Tuesday, July 26, 2011

We lost before we won

Social movements virtually never win on the first try. Even rousing successes with short runs to big victories are usually preceded by fall-flat failures if we look close enough.
  • Hungarians rose up in 1956 and were crushed.
  • Dubcek led the Prague Spring of 1968 and made a good try at creating "socialism with a human face" before being defeated.
  • Solidarity in Poland was busted back underground for seven years.
  • How many runs up the hill did the NAACP make before Brown v Board of Education in Topeka and then Rosa Parks and the Montgomery bus boycott turned it around?
  • Serbs tried to rise up nonviolently in 1996 and were closed off as much by Clinton's bombing as anything.
  • Ninoy Aquino spent seven hopeless years in Marcos's prisons and was assassinated when he returned to the Philippines from the US after living for a few years in exile.
  • Several of us served prison time and many more served jail time resisting the US Navy's thermonuclear command base in Michigan and Wisconsin.

All of these movements and many more eventually won.

It is very problematic to refer to a movement as a failure in most cases. Unless the movement basically renounces itself, it is probably somewhere gathering its strength for another charge.

One of the weaknesses in building social movements on the practice of a history of victories is that success has a thousand fathers and defeat is an orphan; e.g., rightwing militarists ("Reagan spent them into bankruptcy") and nonviolent activists (obviously, the crowds were in the streets and none of them used violence and we won) alike claim credit for the breakup of the Warsaw Pact, the fall of the Berlin Wall, and the dissolution of the USSR.

The evidence is often indirect (Shawki, 2009, p. 99). There are rarely smoking memos ("Please note that I am leaving office because of the massive nonviolent demonstrations and the boycotts that have weakened my will to continue in my bloodthirsty and brutal grasp on power."). Social movements are usually in the midst of a great big very nonclinical, nonlaboratory messy situation full of almost infinite variables and force vectors. Rhetoric usually is a tissue of fabrications (I'm leaving for health reasons. We no longer want this weapon factory. We've done all the good we can for these people and we are going home proudly.)

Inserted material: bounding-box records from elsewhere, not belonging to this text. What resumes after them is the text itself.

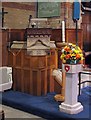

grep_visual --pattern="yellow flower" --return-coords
[60,43,84,64]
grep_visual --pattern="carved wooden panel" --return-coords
[8,49,57,96]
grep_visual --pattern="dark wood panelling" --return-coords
[8,49,58,96]
[0,30,8,66]
[2,2,36,11]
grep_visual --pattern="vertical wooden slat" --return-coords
[37,70,41,96]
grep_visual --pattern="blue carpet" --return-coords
[0,87,91,120]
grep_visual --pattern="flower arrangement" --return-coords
[60,43,84,64]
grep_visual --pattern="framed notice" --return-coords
[38,2,60,18]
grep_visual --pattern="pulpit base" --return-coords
[59,102,83,114]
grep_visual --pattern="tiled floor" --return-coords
[2,105,44,120]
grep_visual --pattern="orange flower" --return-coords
[64,46,70,52]
[76,54,81,59]
[65,54,71,59]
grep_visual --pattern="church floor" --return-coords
[2,105,44,120]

It's also tough to admit lack of measurable progress. No one likes to acknowledge that their favorite strategy has failed to dislodge the generals in Burma (there have been both nonviolent and violent attempts), the brutal Chinese occupiers of Tibet (same thing, with both sorts of resistance), nor the central dictatorship with few human rights or metrics of democracy in China. Analyzing success or failure is usually a matter of finding the correlatives except in obvious cases like the Serb overthrow of Slobodan Milosevic without a shot or Cesar Chavez gaining migrant worker rights by activating much of the country in effective boycotts that greatly strengthened the power of the nonviolent United Farmworkers.

And so, time after time, we start from a collective societal assumption that we are only doing our nonviolent action out of desperation, not out of a sense we will win. This assumption is false. If we carry on, if we are creative, if we think strategically and show discipline, we will very likely prevail. It is in fact those who decide to use violence who assume they will likely win and in truth will likely fail. Nonviolence is still perceived as the weapon of the weak when, after all, it's the other way around. The day that society assumes that nonviolence is the best bet even when it has the resources to use violence is the day our chances of victory grow even greater.

So, yes, assume you will lose. But assume that you will rise to show persistence and resilience and that, like so many before you, your victory will come.

References

Shawki, Noha (2009). Conceptualizing transnational campaign outcomes. Peace research: The Canadian journal of peace and conflict studies, 41(1)81-110.